As we Australians know, the Great Barrier Reef is writhing through a serious crisis. A warming planet alongside a series of bleaching events has left it a bland mere skeleton of its former vibrancy, with half the coral certainly dead.
However, there is another environmental apocalypse befalling another of our greatest ecological landmarks. The ancient Daintree rainforest has survived the previous 150 million years, but it may not survive us.
Despite it taking up less than 0.1% of our continent, it houses over a third of our mammal species, 41% of our freshwater fish species, half of our bird species, and the majority of our butterfly species. In fact, on the list of irreplaceable world heritage areas, it comes 2nd out of 173,000, and we’re set to lose it.
While old reports have predicted that we will lose half our endemic species by the end of this century, researchers at the Wet Tropics Management Authority at James Cook University suggest that it may happen sooner.
“Extreme heat is the Wet Tropics World Heritage Area’s coral bleaching event equivalent,” said the management authority in a recent statement, “with some mountain adapted species, like the lemuroid ringtail possum, unable to survive even a day of temperatures above 29 degrees Celsius.”
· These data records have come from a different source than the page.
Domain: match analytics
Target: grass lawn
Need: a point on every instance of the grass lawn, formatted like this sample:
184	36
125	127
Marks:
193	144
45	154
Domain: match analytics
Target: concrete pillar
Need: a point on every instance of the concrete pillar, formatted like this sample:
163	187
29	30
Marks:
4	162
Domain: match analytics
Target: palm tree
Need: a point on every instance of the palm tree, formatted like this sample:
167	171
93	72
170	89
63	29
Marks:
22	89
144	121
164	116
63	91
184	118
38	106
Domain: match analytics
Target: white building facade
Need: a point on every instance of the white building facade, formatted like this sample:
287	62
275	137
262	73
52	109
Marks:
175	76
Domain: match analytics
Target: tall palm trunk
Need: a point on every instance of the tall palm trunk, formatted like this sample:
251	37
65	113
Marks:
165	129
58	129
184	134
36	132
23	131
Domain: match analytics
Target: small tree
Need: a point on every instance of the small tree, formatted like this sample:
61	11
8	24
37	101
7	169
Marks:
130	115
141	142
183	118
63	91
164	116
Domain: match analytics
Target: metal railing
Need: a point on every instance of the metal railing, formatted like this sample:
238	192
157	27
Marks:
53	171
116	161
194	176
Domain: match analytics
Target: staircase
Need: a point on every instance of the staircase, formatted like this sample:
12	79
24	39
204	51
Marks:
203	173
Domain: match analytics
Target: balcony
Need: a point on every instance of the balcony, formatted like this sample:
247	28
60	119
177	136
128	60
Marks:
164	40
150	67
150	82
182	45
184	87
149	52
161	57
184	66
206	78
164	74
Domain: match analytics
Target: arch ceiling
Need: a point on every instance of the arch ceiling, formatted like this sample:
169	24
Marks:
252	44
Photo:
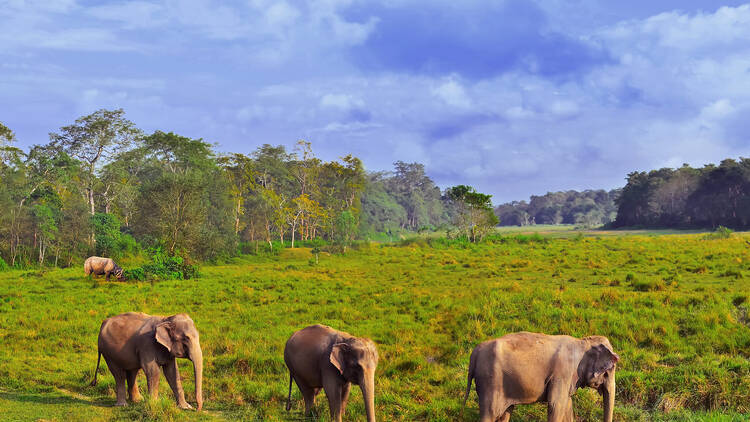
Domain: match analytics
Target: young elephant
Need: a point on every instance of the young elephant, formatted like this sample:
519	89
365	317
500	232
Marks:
524	368
133	341
96	265
319	356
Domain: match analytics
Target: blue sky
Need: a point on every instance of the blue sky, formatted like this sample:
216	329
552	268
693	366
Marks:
514	97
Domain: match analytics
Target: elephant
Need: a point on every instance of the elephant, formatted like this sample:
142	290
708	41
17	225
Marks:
133	341
523	368
96	265
319	356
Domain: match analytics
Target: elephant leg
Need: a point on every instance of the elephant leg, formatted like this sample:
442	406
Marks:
308	394
151	370
172	374
345	397
506	416
569	417
120	379
333	391
135	395
560	405
492	406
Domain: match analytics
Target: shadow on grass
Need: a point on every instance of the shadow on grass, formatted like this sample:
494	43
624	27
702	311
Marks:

We all remember the hellish worst-ever summer we just lived through. In the Daintree, temperatures on the highest mountain in the wet tropics hit 39 degrees Celsius six times. Due to deforestation, the researchers claim, these heat waves could prove catastrophic.
As it stands, roughly 50% of tropical Queensland’s forest has already been destroyed, and about 52% of the wet tropics is now under pasture.
The researchers are now convinced that several key animals in the wet tropics are under severe and immediate threat directly from climate change.
“While, understandably, the Great Barrier Reef has received significant funding to address climate change impacts in recent years,” the statement reads, “investment in terrestrial World Heritage Areas has not been commensurate with the urgency for mitigating climate impacts on their World Heritage values.”
The head of the Australian Conservation Foundation, Kelly O’Shanassy, has asked political leaders to explain how they would protect these natural wonders from further harm.
“Ultimately we are witnessing the destruction by climate change of one of the most ecologically important and beautiful places in the world that we as Australians have promised to look after on behalf of all humankind,” she said.